Gov. Phil Murphy appeared to agree with Lt. Gov. Sheila Oliver’s promise not to redirect funds going to police departments to other community services Friday.
“The way I’ve thought about it in the past is not just in isolation because nothing is in isolation. It’s less about what you’re doing with law enforcement than what are you doing with the surrounding community investments,” Murphy said during the day’s virus briefing.
During a 9/11 commemoration ceremony earlier Friday, Oliver promised law enforcement officials the state “will never defund you.”
Murphy’s most recent comments don’t represent a policy shift on defunding the police. Comments Murphy made in June, when protests over the police killing of George Floyd were still at their fiercest, largely mirror those he made Friday.
Then, as now, Murphy, who said he had not heard Oliver’s comments, advocated for investing in community services like health care and education but not at the expense of law enforcement budgets.
“Forget about what you say.
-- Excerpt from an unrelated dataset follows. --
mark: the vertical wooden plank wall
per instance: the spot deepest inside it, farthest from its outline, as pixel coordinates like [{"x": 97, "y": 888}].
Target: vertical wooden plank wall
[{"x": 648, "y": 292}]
Where do you put your money?” the governor said Friday. “Is it where your mouth is?”
The Defund the Police movement advocates for redirecting some law enforcement moneys to community services, the argument being that social workers and their ilk would be better suited to administering some services currently handled by police.
Contrary to what its name suggests, the movement broadly does not advocate for the abolition of police.
The movement hasn’t gripped New Jersey in the same way as it has other states. Authorities in the state have taken steps to increase transparency around police shootings, including mandating the Office of the Attorney General investigate all deaths stemming from an encounter with law enforcement.
“I’m going to say, as a badge of honor, while nothing is perfect and we all know that, not only have we come a long way … but I’d hold us up against any other place in the nation,” Murphy said.